About Us

The Alexander Berkman Social Club is a group of anarchists who want to talk about what anarchism is, how anarchists see things and what anarchy could look like. Named after the editor of San Francisco’s mighty The Blast, we hope to have continual monthly meetings that are open to all. If you come you’ll get a membership card, the chance to win thousands of dollars (alright – the odd book or two) and hopefully something to think about and act on. You failed the audition for “So You Think You Can Dance,” and you just don’t seem with it. Don’t worry. The ABSC will have you. See you there!

Monday, March 8, 2010

Exciting New Publication from the ABSC

The Alexander Berkman Social Club is pleased to announce our first publication, in cooperation with the Kate Sharpley Library:

The Tragic Procession: Alexander Berkman and Russian Prisoner Aid

We'll be at the San Francisco Bay Area Anarchist Bookfair this Saturday March 13 selling as many copies as we can, come find us.
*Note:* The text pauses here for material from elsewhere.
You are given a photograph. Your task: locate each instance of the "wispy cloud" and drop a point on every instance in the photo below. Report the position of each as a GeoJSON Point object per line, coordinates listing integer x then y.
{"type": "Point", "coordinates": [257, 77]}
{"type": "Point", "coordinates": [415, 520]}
But if you can't make it, copies are also available through the Kate Sharpley Library and AK Press
Original reprint of the collected Bulletin of the Joint Committee for the Defense of Revolutionists Imprisoned in Russia & Bulletin of the Relief Fund of the International Working Men’s Association for Anarchists and Anarcho-Syndicalists Imprisoned or Exiled in Russia

Reprinted here for the first time, this collection of bulletins—edited through the years by Alexander Berkman, Mark Mratchny, Milly Witcop-Rocker, Rudolf Rocker, et al.—chronicle the gradual slaughter of a whole generation of Russian anarchists and revolutionists. They also illustrate the astonishing effort of small groups of radicals who, living often in appalling conditions themselves, attempted to both highlight the vicious reality of the Bolshevik government and alert a wider public to the awful situation its prisoners found themselves in. Imprisoned, tortured, driven mad, and exiled to places so remote no contact with the outside world was possible, the prisoners disappeared into a totalitarian darkness. Each recorded name or initial printed here signifes a life that often had been spent in revolutionary commitment, a life systematically and carefully destroyed by erstwhile “comrades.” To remember them is the least we can do.